• @little_water_bear@discuss.tchncs.de
    hexbear
    4
    11 months ago

    Could somebody explain why this is bad? I'm not a fan of all this AI stuff. But I can't think of an argument besides "Big tech is bad and they should not make money if they use public information to do so."

    I'm genuinely curious. There may be massive amounts of data being processed. But only public data, right? If they can use that data for something, isn't that something positive? Or at the very least nothing negative? I always thought anything that is posted in public spaces means making it available for anyone to use anyway. So what am I missing here?

    • Shinji_Ikari [he/him]
      hexbear
      26
      11 months ago

      If the results were also open and public, it'd be a different conversation.

      This is more akin to rain water collection up-hill and selling it back to the people downhill. It's privatization of a public resource.

      • @little_water_bear@discuss.tchncs.de
        hexbear
        4
        11 months ago

        This comparison is lacking because water is unlike data. The data can still be accessed exactly the same. It doesn't become less and the access to it is not restricted by other people harvesting it.
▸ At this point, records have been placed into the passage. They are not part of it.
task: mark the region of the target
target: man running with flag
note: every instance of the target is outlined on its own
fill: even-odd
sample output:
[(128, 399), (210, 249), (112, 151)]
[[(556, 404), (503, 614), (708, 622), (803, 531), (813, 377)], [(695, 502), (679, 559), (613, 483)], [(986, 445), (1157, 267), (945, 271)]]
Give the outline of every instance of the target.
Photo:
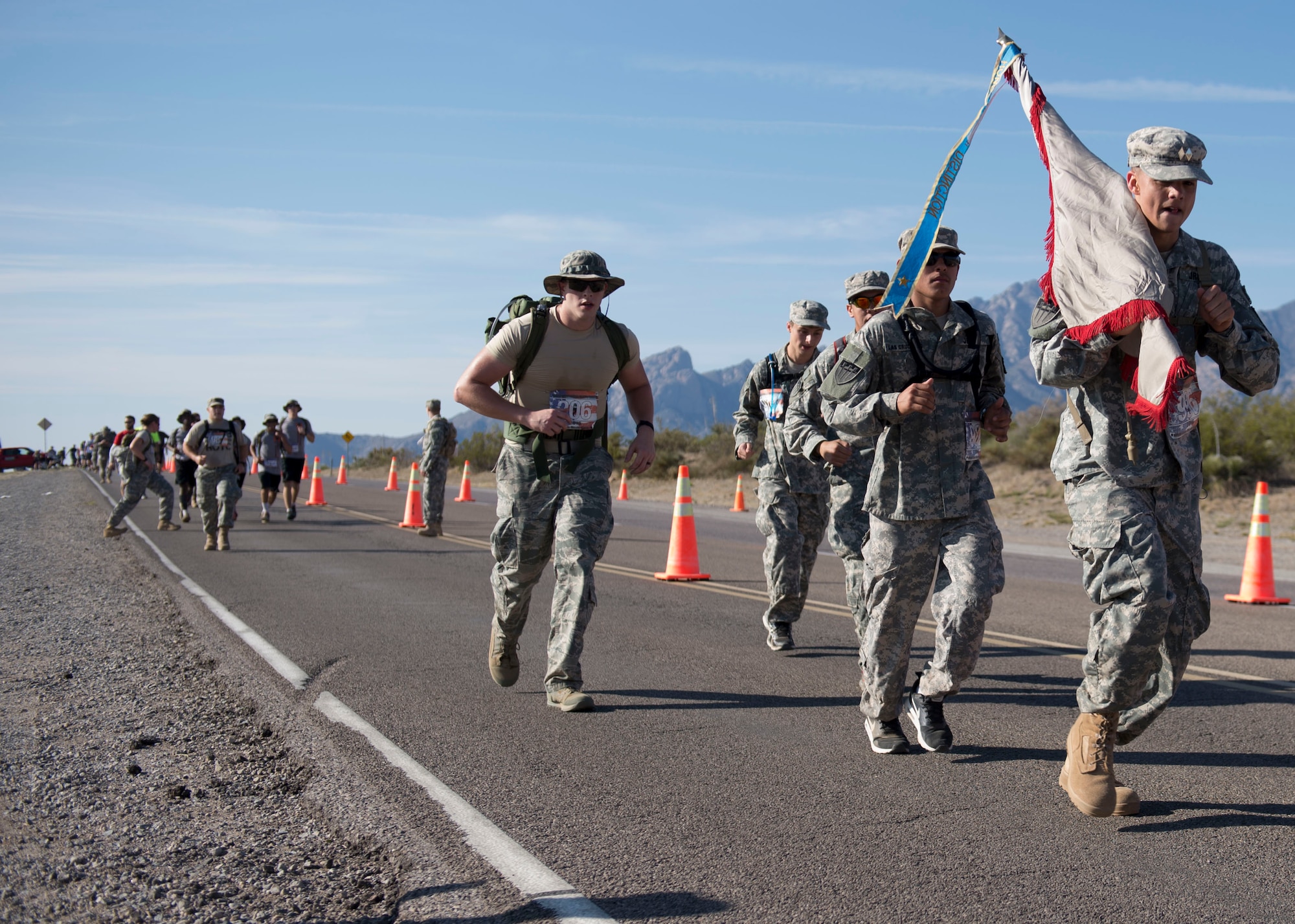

        • @mim@lemmy.sdf.org
          hexbear
          13
          edit-2
          11 months ago

          While that is true, it does divert peoples' clicks.

          Imagine you wrote a quality tech tutorial blog. Is it ok for OpenAI to take your content, train their models, and divert your previous readers away from your blog?

          It's an open ethical question that it's not straightforward to answer.

          EDIT: yes people also learn things and repost them. But the scale at which ChatGPT operates is unprecedented. We should probably let policy catch up. Otherwise we'll end up with the mess we currently have by letting Google and Facebook collect data for years without restrictions.

        • Shinji_Ikari [he/him]
          hexbear
          3
          11 months ago

          it's not a great comparison I'll admit, but it's essentially the same as digital privacy, only one of these is protected in courts and the other is encouraged.

          I haven't sat down to really build a stance on this but it does not sit well.

    • Adderbox76@lemmy.ca
      hexbear
      9
      11 months ago

      As a freelance writer, I write an article for a respected tech website. That article gets views, which in part determines if I get any sort of a performance bonus.

      Along comes an AI that scrapes my content, so that when someone asks it a question about how to do "x" on Mac, it spits out an answer based on what it learned from MY article, sometimes regurgitating it word for word, and in doing so deprives me and my publisher of a much need page view.

      It affects their revenue, since it affects ad views. It affects my performance bonus.

      This isn't about big tech being "bad". It's about writers and other artists not being credited or paid for their work.

      • @little_water_bear@discuss.tchncs.de
        hexbear
        1
        11 months ago

        This is a good explanation, thank you. I didn't think about people who literally post stuff to earn money. Since so much talk already revolved around scraping sites like Lemmy, that was all I had in mind.

        What you describe sounds like the same problem with services that avoid paywalls or ads of news sites.

        In this case I fully aggree that some solution needs to be found.

    • 👁️👄👁️@lemm.ee
      hexbear
      2
      11 months ago

      Just because something is public, does it mean the source is irrelevant? Not to mention, there's a lot of stuff that's not meant to be public that is. A computer won't know the difference. Public or not, it's theft to steal the content without credit and monetize it privately.